Existe evidente pensamento cinematográfico por trás de cada plano — não no sentido de encontrar a composição “mais bonita possível”, mas aquela capaz de valorizar a melancolia reinante nos personagens.
Aqui, a abertura ao acaso dispensa o possível aspecto de aleatoriedade. A direção de fotografia, assinada por quatro pessoas (Pedro Cortese, Chico Bahia, Olívia Pedroso e Vinícius Girnys), efetua um trabalho cuidadoso de composição, sobretudo em planos fixos. Utiliza o contraluz e favorece a expressividade da natureza sem nunca enveredar ao aspecto turístico — os personagens praticam o turismo, mas o filme, não. Talvez alguns planos destoem do conjunto, caso dos movimentos bruscos sobre o barco, e do enquadramento se redefinindo após longos segundos de conversa da mãe com uma amiga.
De resto, a equipe sabe muito bem se posicionar, tanto na observação dos personagens à distância, carregando palmitos e madeiras para a construção da casa, quanto nos instantes em que se faz incrivelmente próxima, na subida íngreme com uma geladeira nas costas, ou acompanhando a bola de um jogo de futebol, chute a chute. Existe evidente pensamento cinematográfico por trás de cada plano — não no sentido de encontrar a composição “mais bonita possível”, mas aquela capaz de valorizar a melancolia reinante nos personagens.
O desenho de som também merece atenção. Os criadores optam por um som “sujo”, no sentido de incorporar a multiplicidade de ruídos ao redor. A escolha favorece a inserção dos familiares no espaço, sublinhando a dinâmica da comunidade. Em contrapartida, permite que os barulhos se sobreponham até demais às falas, comprometendo a compreensão das conversas (algo que vale para as pequenas falas corriqueiras, mas também para diálogos importantes). Na sala de cinema, as legendas em inglês se tornaram fundamentais, ironicamente, para assimilar as trocas entre os protagonistas.
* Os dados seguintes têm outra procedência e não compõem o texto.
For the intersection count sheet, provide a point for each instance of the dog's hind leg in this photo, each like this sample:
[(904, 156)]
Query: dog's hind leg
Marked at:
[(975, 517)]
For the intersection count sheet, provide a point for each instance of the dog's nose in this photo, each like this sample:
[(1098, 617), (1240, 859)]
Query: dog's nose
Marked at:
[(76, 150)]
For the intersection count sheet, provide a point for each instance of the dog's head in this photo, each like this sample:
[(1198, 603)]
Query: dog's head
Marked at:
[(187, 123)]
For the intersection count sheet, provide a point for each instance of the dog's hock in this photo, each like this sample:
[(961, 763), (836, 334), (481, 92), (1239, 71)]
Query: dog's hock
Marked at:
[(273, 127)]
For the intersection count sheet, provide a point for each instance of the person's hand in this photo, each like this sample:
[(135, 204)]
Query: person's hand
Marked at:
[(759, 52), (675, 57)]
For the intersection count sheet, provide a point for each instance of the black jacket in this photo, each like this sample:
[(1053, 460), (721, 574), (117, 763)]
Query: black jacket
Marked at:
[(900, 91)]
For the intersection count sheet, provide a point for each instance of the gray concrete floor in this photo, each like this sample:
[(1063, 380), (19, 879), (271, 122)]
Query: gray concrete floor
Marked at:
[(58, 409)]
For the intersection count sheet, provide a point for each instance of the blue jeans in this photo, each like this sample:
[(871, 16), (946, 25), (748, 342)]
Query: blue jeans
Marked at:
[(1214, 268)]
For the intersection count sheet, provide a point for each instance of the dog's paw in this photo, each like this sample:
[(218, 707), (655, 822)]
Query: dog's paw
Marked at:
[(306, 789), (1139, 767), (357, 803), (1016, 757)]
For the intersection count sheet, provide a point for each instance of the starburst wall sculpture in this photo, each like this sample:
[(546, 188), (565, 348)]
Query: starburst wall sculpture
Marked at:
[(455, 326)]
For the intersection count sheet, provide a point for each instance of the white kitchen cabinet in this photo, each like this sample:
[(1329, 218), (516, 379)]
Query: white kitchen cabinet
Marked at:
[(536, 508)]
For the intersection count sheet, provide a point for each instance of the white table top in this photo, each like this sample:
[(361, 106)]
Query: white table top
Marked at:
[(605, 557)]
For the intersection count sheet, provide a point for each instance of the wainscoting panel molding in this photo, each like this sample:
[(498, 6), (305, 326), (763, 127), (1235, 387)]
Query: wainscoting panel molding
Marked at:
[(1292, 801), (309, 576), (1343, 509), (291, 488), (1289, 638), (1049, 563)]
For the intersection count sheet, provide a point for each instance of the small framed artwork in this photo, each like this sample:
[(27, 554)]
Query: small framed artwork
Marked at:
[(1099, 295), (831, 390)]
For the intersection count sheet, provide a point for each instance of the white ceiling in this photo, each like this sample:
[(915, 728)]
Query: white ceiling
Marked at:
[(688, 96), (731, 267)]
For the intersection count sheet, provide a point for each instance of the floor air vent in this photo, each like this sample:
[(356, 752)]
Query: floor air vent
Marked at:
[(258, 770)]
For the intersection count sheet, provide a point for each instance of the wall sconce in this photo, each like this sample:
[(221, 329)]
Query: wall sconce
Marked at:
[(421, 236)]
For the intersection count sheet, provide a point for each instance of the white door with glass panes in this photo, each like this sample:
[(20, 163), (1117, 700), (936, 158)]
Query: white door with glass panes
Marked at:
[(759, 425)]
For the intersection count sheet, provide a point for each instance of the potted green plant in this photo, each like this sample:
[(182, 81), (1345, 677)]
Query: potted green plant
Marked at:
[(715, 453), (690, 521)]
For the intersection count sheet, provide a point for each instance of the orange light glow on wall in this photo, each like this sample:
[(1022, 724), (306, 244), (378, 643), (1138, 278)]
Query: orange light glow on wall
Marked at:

Narrativamente, Samuel e a Luz também levanta alguns pontos de interrogação quando a mãe assume o papel principal, deixando o filho em segundo plano, ou quando o comportamento presumivelmente abusivo pelo marido surge de maneira discreta até demais. Seria responsabilidade do filme explicitar os fatos para defender esta mulher, ou, pelo contrário, se afastar de modo a preservar o instante de crise do casal? A exposição dos pormenores trairia a confiança dos personagens na equipe de cinema? Girnys prefere o pudor. Não ignora acontecimentos, porém evita transformá-los em motor narrativo.
Ao final, resta um projeto sóbrio, elegante, capaz de transmitir reflexões ao invés de mensagens, e fugindo às armadilhas desgastadas do documentário pedagógico. Somem os letreiros, a voz em off, as cartelas com dados e anos. Acredita-se na capacidade do espectador em deduzir e compreender ações apenas pelas imagens e pelos sons, sem a necessidade de mastigar significados. A filmagem do prefeito local entregando presentes às crianças pode ser questionada, em contrapartida, o projeto evita associar de maneira direta as mudanças no vilarejo (para melhor ou não, cabe ao espectador julgar) aos atuais governantes.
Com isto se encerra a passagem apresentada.